Another came and sat beside me. He didn’t talk. He didn’t ask leading questions. He just sat beside me for an hour or more, listened when I said something, ans answered briefly, prayed simply, left. I was moved. I was comforted. I hated to see him go.”

  1. Trust Together – Build trust gradually by proving yourself faithful and giving opportunities to your friend to prove himself faithful to you. That requires you to make yourself vulnerable by revealing your weaknesses, needs, and flaws. Don’t dump your life story on a new friend all at once, but take small steps over time. By developing a history of mutual faithfulness, you develop a foundation of trust on which to build for the future.
  1. Pray Together – Christians often say to each other, “I’ll pray for you.” Why not say, “Let’s pray together right now”? Few things comfort the heart as powerfully as listening to your friend cry out to your God to obtain grace for you in your time of need. Don’t be intimidated about praying out loud. It does not need to be a long, theologically eloquent prayer, just a sincere prayer offered with love for a friend and with faith in Jesus Christ. Sometimes a simple, “Gracious heavenly Father, please be near to my friend and help her because she’s really hurting,” is all that it is needed.
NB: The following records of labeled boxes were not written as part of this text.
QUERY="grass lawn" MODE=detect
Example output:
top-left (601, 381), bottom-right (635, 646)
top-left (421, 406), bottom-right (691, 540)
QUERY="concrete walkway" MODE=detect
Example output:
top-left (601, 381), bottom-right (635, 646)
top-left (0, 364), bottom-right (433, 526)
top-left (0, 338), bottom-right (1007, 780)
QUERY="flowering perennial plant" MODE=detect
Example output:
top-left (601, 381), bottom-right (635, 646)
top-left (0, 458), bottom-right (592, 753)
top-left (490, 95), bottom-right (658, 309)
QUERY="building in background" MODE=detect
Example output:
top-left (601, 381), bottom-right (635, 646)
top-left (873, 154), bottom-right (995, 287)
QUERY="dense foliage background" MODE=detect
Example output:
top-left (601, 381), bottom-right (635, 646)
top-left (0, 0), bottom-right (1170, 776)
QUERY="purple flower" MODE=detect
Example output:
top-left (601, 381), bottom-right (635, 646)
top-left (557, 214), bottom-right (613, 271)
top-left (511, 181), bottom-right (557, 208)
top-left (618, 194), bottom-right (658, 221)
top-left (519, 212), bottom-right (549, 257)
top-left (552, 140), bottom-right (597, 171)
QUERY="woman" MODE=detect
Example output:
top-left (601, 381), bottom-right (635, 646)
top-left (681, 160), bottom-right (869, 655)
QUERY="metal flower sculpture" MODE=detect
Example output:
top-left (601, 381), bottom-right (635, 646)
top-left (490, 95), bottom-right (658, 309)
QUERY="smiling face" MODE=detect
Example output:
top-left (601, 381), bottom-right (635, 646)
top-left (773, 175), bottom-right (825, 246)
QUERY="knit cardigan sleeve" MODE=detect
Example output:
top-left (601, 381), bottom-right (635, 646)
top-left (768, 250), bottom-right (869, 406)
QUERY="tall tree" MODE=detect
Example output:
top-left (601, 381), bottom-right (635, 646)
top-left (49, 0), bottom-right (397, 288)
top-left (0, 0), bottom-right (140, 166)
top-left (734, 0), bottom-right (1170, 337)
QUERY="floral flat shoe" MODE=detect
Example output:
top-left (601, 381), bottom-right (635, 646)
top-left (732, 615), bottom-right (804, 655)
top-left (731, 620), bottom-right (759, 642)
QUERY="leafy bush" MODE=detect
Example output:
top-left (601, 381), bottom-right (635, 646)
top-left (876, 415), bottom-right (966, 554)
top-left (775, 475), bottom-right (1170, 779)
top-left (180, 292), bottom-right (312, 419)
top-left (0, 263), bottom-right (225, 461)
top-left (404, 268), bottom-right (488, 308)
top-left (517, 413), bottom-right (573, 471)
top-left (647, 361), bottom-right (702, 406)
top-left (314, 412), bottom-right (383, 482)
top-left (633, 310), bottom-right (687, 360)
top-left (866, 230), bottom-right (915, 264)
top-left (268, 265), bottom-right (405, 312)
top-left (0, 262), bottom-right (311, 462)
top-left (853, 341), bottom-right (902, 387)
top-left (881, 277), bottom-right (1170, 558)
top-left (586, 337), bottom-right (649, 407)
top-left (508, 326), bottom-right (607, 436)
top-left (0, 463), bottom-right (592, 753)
  1. Repent Together – We need to speak both law and gospel to each other. Robert Kelleman says that true spiritual friends “are like the Puritans who practiced the art of loading the conscience with guilt. Like them, we know that to break the habitual web of sin’s deceit, people need to experience the horrors of their sin against God and others.” At the same time, such friends must be skilled in “the art of lightening the conscience with grace,” for, “forgiveness by grace is the dynamic God uses not only to cleanse our lives, but also to change our love. Christ woos us back to God by grace.
  1. Hope Together – One of the blessings of Christian friendship is to encourage each other to keep our eyes fixed on Jesus and the coming of His kingdom. After Paul described what Christ’s coming will mean for believers, he wrote, “Comfort one another with these words” (1 Thess. 4:18). Whether we are old or young, healthy or diagnosed with a terminal illness, we all need to be reminded that this world is not our home, but we have a place in the Father ’s house. We are to be “exhorting one another: and so much the more, as ye see the day approaching” (Heb. 10:25). Hope gives us patience, perseverance, and joy.